Google Maps is a hugely useful tool that’s used by millions of people around the globe, mostly thanks to its excellent navigation and traffic tools. Recently, though, someone had the bright idea to “hack” Google Maps by creating virtual traffic jams using a wagon full of smartphones.
If you’ve ever used Google Maps in a remotely busy area, you’ve probably come across intersections where an accident or construction slowed down traffic a fair bit. When that happens, Maps changes the color of the affected roads from green to either orange or red to show how bad the traffic is and, if things get bad enough, it will even find another route for its users.
To figure out how bad traffic is, Google uses other people with Maps to identify areas of heavy traffic or slow-moving traffic. The more people using Google Maps in one area, the worse the traffic probably is and, in turn, Google changes the color of the street to show that.

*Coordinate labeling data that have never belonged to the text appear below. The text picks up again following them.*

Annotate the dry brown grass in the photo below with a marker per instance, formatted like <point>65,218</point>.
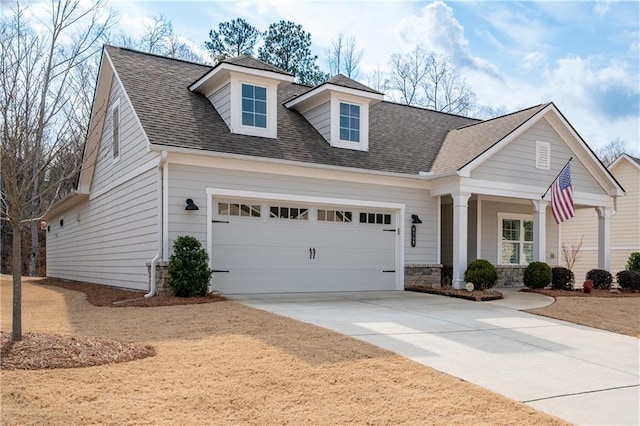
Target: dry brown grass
<point>225,363</point>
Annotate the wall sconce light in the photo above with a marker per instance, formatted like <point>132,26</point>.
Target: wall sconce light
<point>414,219</point>
<point>191,205</point>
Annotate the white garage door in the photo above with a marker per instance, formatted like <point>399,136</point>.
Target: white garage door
<point>279,247</point>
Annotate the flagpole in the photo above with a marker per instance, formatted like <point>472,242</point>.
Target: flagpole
<point>561,170</point>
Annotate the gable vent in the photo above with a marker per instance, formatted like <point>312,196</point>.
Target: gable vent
<point>543,155</point>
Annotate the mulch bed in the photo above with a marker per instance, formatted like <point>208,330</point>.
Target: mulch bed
<point>580,293</point>
<point>102,295</point>
<point>475,295</point>
<point>37,351</point>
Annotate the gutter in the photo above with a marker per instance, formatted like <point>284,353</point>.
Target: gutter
<point>158,256</point>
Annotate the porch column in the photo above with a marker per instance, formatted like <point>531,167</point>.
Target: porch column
<point>604,237</point>
<point>460,237</point>
<point>539,230</point>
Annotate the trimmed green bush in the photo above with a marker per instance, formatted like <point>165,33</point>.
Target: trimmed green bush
<point>562,278</point>
<point>482,274</point>
<point>633,264</point>
<point>629,279</point>
<point>601,279</point>
<point>188,270</point>
<point>537,275</point>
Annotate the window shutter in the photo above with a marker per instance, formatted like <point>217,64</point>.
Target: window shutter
<point>543,155</point>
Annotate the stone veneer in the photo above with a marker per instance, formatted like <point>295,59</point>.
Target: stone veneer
<point>162,284</point>
<point>424,274</point>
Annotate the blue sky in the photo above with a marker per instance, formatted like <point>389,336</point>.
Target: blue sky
<point>582,55</point>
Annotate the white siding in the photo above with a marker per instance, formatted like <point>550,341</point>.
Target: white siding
<point>320,118</point>
<point>109,239</point>
<point>625,226</point>
<point>516,162</point>
<point>489,224</point>
<point>191,182</point>
<point>221,101</point>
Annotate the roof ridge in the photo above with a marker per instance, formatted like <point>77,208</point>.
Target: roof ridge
<point>141,52</point>
<point>503,116</point>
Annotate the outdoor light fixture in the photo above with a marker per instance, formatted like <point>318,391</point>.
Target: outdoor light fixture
<point>414,219</point>
<point>191,205</point>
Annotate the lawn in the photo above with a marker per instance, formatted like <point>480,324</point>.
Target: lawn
<point>225,363</point>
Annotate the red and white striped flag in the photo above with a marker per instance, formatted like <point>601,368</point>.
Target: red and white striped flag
<point>562,196</point>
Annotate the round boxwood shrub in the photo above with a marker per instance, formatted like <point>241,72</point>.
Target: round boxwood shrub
<point>537,275</point>
<point>601,279</point>
<point>188,270</point>
<point>482,274</point>
<point>633,264</point>
<point>629,279</point>
<point>562,278</point>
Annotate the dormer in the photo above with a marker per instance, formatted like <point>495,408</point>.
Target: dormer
<point>244,91</point>
<point>339,111</point>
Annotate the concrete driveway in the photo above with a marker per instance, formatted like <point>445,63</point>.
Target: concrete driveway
<point>580,374</point>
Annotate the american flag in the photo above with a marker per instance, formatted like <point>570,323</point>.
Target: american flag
<point>562,196</point>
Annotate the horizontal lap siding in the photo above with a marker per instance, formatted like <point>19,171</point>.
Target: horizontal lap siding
<point>515,163</point>
<point>110,238</point>
<point>191,182</point>
<point>320,119</point>
<point>490,237</point>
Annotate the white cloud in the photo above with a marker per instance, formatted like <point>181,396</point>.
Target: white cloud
<point>437,29</point>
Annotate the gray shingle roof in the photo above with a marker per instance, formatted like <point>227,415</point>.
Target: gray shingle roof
<point>464,144</point>
<point>402,139</point>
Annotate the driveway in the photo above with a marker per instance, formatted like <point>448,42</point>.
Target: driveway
<point>580,374</point>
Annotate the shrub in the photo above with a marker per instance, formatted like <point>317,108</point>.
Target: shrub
<point>562,278</point>
<point>537,275</point>
<point>601,278</point>
<point>482,274</point>
<point>629,279</point>
<point>188,270</point>
<point>633,264</point>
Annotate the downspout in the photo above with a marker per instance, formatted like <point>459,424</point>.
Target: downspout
<point>158,256</point>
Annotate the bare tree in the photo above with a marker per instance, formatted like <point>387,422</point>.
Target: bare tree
<point>425,79</point>
<point>570,252</point>
<point>344,57</point>
<point>609,152</point>
<point>40,109</point>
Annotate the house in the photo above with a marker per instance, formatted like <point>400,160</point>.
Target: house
<point>625,223</point>
<point>297,189</point>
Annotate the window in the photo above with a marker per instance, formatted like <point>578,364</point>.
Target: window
<point>294,213</point>
<point>237,209</point>
<point>334,215</point>
<point>254,106</point>
<point>115,124</point>
<point>377,218</point>
<point>543,155</point>
<point>349,122</point>
<point>516,244</point>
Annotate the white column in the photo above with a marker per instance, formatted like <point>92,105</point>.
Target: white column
<point>539,230</point>
<point>460,237</point>
<point>604,237</point>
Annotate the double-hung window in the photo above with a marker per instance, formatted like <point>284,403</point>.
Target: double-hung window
<point>516,240</point>
<point>254,106</point>
<point>349,122</point>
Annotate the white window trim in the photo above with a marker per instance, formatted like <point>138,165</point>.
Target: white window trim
<point>116,107</point>
<point>521,218</point>
<point>540,148</point>
<point>336,100</point>
<point>237,80</point>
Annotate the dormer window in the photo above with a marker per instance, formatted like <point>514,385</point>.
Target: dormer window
<point>254,106</point>
<point>349,122</point>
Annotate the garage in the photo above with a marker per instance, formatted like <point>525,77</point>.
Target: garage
<point>282,246</point>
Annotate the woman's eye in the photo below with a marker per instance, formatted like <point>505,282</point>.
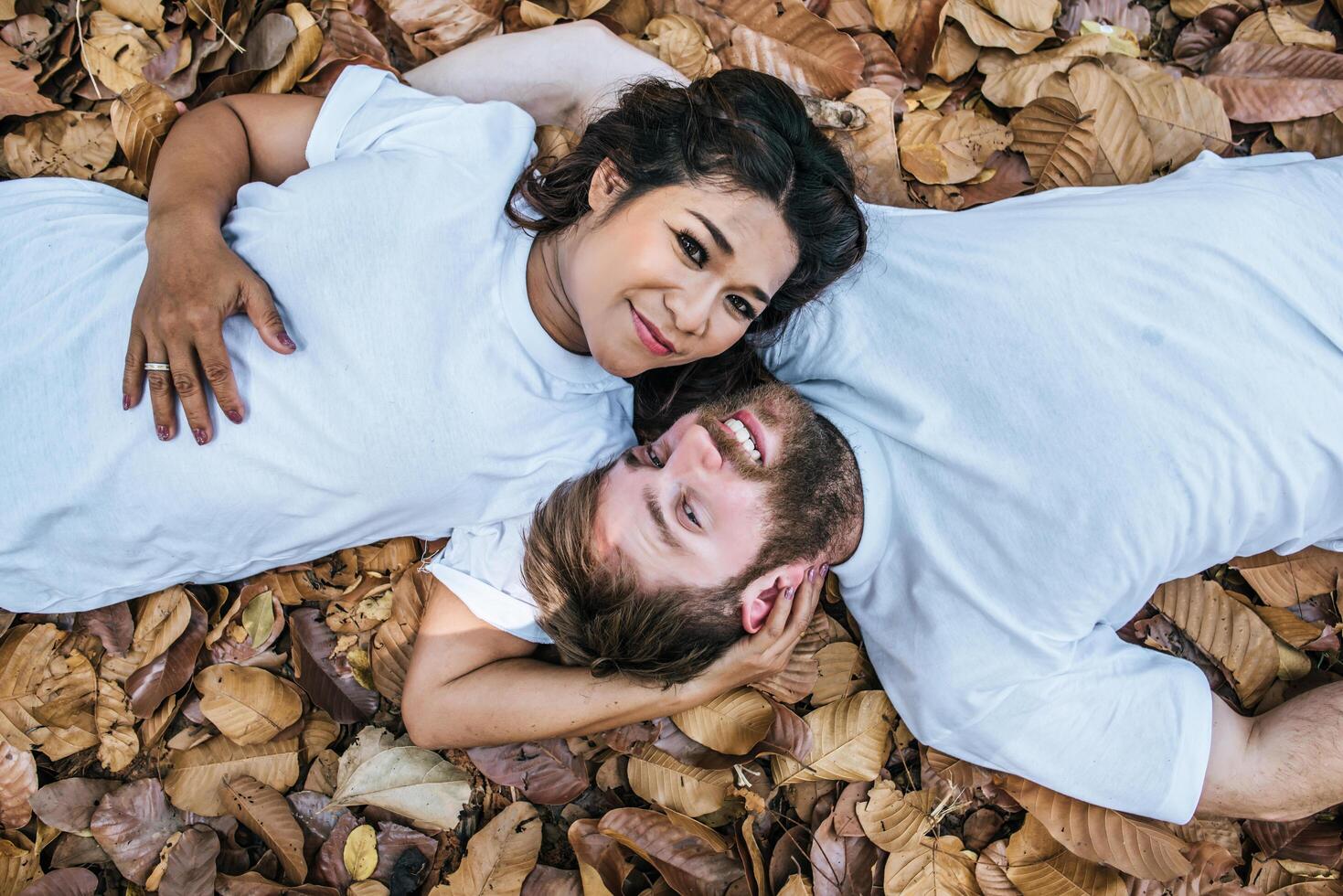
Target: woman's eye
<point>692,249</point>
<point>689,513</point>
<point>741,306</point>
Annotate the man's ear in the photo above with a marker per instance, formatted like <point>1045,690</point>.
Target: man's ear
<point>761,595</point>
<point>606,187</point>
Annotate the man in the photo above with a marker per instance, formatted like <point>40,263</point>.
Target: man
<point>1057,403</point>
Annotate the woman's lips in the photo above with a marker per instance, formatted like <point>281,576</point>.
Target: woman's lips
<point>649,335</point>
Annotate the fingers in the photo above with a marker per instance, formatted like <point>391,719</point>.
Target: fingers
<point>187,384</point>
<point>219,374</point>
<point>162,395</point>
<point>263,315</point>
<point>133,375</point>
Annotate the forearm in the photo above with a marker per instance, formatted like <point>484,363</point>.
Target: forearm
<point>1282,766</point>
<point>518,700</point>
<point>559,76</point>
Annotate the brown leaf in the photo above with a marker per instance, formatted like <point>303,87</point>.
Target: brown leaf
<point>544,772</point>
<point>300,54</point>
<point>500,856</point>
<point>314,670</point>
<point>948,149</point>
<point>191,864</point>
<point>165,673</point>
<point>1259,82</point>
<point>1223,627</point>
<point>69,805</point>
<point>784,39</point>
<point>17,782</point>
<point>65,881</point>
<point>1059,143</point>
<point>689,864</point>
<point>1134,845</point>
<point>111,624</point>
<point>132,825</point>
<point>263,810</point>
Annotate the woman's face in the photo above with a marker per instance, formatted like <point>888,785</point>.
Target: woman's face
<point>673,275</point>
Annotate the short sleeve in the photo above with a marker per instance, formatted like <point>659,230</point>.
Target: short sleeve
<point>1100,720</point>
<point>369,111</point>
<point>483,566</point>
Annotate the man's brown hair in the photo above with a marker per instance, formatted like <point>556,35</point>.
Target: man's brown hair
<point>596,613</point>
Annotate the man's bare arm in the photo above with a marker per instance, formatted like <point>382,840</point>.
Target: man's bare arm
<point>473,686</point>
<point>559,76</point>
<point>1282,766</point>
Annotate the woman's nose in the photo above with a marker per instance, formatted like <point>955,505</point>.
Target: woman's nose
<point>690,308</point>
<point>695,453</point>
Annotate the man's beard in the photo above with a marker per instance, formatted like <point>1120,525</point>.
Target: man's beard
<point>813,489</point>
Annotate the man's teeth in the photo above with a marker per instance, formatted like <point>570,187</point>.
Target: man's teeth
<point>743,434</point>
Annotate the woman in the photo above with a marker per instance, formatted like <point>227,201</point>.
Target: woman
<point>453,367</point>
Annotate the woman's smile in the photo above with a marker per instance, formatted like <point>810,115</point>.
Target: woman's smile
<point>650,335</point>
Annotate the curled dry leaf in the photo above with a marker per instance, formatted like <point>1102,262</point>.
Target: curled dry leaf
<point>948,149</point>
<point>189,869</point>
<point>329,686</point>
<point>544,772</point>
<point>17,782</point>
<point>248,706</point>
<point>730,723</point>
<point>687,863</point>
<point>1134,845</point>
<point>1059,143</point>
<point>409,781</point>
<point>1225,629</point>
<point>69,805</point>
<point>1124,154</point>
<point>197,774</point>
<point>1260,82</point>
<point>263,810</point>
<point>661,779</point>
<point>141,119</point>
<point>500,856</point>
<point>132,824</point>
<point>165,673</point>
<point>850,741</point>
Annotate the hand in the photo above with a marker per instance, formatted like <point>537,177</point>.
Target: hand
<point>769,650</point>
<point>194,281</point>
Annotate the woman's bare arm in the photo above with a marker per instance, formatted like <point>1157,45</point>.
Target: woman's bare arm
<point>473,686</point>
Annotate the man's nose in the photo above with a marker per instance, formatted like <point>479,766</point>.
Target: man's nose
<point>692,308</point>
<point>696,453</point>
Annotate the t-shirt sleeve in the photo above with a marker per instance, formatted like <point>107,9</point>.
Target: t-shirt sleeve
<point>483,566</point>
<point>1099,719</point>
<point>369,111</point>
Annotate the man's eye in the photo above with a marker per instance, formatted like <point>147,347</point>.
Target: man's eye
<point>689,513</point>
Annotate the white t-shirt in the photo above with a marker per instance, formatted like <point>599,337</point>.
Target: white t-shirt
<point>1057,403</point>
<point>424,398</point>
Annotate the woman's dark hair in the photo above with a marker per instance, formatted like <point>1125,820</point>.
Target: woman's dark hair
<point>741,128</point>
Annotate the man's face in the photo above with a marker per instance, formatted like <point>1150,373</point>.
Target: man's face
<point>696,507</point>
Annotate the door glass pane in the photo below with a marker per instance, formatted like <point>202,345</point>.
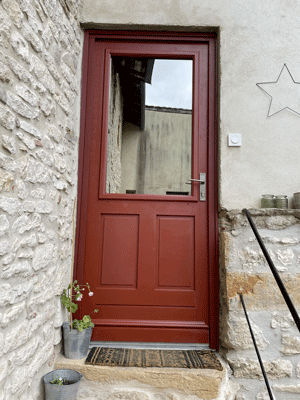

Simon Weckert recently took advantage of that process with a “hack” – as he calls it – for Google Maps. To accomplish this, he loaded 99 smartphones into a wagon and turned them all onto Maps navigation. As he walks down a street, Google recognizes the high concentration of “users” and the slow-moving “traffic” and marks that street as having bad traffic.
Somewhat hilariously, this would actually cause other drivers in the area using Maps to be re-routed to avoid the “traffic” caused by this otherwise harmless prank. Weckert even took the collection of smartphones right outside of Google’s Berlin offices to create the virtual traffic jam.
99 second-hand smartphones are transported in a handcart to generate virtual traffic jam in Google Maps. Through this activity, it is possible to turn a green street red which has an impact in the physical world by navigating cars on another route to avoid being stuck in traffic.
Hopefully, Google will take measures to prevent this sort of thing in the future since this could probably be abused by someone with the right resources.
Granted, it’s important to note that it’s entirely possible this is being faked – the methodology isn’t clearly explained in the post, after all. We’ve reached out to Google to see if the company has any measures in place to prevent abuse of this sort of thing.